Many of you would agree, however, that despite this grueling and insane way of life, the learning curve was exponential, and our ability to take care of and manage the acutely ill patient served us well as we became attendings. More important, the friendships forged as a result of those shared efforts will last forever. I personally look back on those times and would not trade the experience for anything.
Times have certainly changed for residents and house officers (can we still call them that?). The Libby Zion law has limited the number of hours that they can spend in patient care on a continued basis. The support at most hospitals is far superior compared with what was previously available. Technology has driven the market to a more minimally invasive/robotics-assisted world. I have had the distinct pleasure, despite being in “private practice,” to work daily with the Vanderbilt Urology residents as a part of their training for the past 22 years. I am not saying that the residency system is better or worse. It is simply different.
Now we are certainly entering into a changing system in the healthcare environment. It is, and certainly will be in the future, different. As you know, the Patient Protection and Affordable Care Act (ACA) has been upheld by the United States Supreme Court. Dr Deepak Kapoor, current president of the Large Urology Group Practice Association (LUGPA), has written a very thoughtful piece in this edition of Urologists in Cancer Care, discussing the potential effects of this legislative action on urology groups in the United States. (View article >>> The Affordable Care Act: An Analysis of Its Impact on Urology Practices).
Many out there do not want to accept the fact that traditional fee-for-service is going away. As with most industries where outcome metrics are crucial for continued success, the government is wanting physicians to deliver care that is outcome- and evidence-based, which will hopefully result in lower costs. Payment will be based on the ability to implement such a system. This will be a very daunting process, to say the least, but one that is clearly critical to long-term success and viability.
The management of the urologic cancer patient may well be a great starting point. As many of you are keenly aware, we are often on point for the early management of these patients. Now, with new therapies being introduced and fast-tracked for approval, we need to begin to develop integrated models within our existing practices that will allow us to continue to direct patient care well past the immediate postoperative period. We need to venture outside of our traditional surgical toolbox in order to survive in this changing environment. Generally, we physicians are resistant to change and prefer the status quo. It won’t be easy for most of us, but it will be worth it. (A bit like trying to change your golf swing: If it seems simple, you probably haven’t really changed anything.)

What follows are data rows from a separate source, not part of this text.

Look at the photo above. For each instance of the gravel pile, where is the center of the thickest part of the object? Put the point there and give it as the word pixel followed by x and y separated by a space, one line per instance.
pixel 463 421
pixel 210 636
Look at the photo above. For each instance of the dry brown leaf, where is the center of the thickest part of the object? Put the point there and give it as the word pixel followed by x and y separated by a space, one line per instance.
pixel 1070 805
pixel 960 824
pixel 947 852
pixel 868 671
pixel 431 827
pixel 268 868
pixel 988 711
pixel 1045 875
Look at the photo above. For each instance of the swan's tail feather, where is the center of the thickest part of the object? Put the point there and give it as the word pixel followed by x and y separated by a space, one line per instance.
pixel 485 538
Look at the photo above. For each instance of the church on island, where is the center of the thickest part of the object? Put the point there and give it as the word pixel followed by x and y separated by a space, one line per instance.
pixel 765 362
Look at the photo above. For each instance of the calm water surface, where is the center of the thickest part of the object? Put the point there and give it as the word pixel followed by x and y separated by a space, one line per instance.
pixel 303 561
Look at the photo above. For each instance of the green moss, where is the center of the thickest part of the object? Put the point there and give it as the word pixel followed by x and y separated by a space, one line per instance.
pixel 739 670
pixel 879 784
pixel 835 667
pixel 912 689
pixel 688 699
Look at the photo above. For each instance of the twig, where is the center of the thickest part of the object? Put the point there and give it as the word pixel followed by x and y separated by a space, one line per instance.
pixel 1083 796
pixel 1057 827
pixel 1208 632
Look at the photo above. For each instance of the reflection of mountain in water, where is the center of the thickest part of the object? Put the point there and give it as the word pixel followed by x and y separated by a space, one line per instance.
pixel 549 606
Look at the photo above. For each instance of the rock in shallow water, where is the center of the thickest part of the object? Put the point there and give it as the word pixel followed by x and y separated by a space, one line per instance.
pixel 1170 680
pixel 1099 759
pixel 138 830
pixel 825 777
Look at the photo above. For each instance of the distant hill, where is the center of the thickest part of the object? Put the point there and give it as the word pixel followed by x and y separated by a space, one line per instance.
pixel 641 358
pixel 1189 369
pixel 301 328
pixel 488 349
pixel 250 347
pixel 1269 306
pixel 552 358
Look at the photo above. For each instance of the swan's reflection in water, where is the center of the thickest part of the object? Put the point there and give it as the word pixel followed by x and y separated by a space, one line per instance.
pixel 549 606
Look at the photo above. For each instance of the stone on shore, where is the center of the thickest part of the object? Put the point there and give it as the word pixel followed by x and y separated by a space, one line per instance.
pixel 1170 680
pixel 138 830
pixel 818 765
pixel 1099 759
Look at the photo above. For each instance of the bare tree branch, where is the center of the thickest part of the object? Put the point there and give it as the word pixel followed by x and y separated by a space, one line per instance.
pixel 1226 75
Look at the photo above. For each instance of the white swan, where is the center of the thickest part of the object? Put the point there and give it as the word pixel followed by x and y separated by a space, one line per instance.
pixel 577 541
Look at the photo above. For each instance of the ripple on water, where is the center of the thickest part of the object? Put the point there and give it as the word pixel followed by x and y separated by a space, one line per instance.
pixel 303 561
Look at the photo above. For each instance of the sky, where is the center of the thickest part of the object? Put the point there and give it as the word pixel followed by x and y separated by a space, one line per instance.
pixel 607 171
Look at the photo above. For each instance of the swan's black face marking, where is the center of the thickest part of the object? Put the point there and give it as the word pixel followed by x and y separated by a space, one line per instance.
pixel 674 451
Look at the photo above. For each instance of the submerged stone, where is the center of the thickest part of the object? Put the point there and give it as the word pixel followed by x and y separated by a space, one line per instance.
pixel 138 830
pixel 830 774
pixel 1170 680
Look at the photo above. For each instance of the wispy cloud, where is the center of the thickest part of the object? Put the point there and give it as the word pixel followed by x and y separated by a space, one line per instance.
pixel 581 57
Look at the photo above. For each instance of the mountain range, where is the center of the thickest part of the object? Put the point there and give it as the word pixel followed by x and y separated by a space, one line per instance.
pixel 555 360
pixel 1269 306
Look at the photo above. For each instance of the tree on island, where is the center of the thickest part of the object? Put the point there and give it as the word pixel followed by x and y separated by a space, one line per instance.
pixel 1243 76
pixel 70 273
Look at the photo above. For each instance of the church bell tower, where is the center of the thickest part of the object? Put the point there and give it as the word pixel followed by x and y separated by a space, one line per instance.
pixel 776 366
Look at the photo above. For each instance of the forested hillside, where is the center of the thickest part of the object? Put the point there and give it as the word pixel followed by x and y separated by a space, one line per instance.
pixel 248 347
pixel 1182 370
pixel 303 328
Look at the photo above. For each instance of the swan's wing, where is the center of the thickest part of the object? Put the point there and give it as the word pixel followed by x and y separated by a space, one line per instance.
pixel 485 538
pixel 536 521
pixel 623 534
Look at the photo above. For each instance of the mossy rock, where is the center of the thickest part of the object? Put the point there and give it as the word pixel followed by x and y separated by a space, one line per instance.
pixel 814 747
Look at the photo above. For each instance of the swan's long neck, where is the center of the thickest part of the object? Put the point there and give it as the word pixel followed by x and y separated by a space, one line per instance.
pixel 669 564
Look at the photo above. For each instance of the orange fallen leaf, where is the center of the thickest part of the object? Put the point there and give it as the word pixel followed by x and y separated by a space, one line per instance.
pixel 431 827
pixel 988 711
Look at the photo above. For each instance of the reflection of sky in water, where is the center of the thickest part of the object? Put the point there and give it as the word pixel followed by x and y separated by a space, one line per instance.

Because we are in the middle of an election year, and depending on the November result, the battle over the ACA likely will not commence until 2014. Now is the time for us to look forward and be proactive in our efforts to effect change. As my good friend, Sandy Siegel, MD, (of Chesapeake Urology Associates, Baltimore, MD) says, doctors usually do not know they are drowning until the water is up to their chins. The waters are rising rapidly. Let’s put on the life vests now before it’s too late.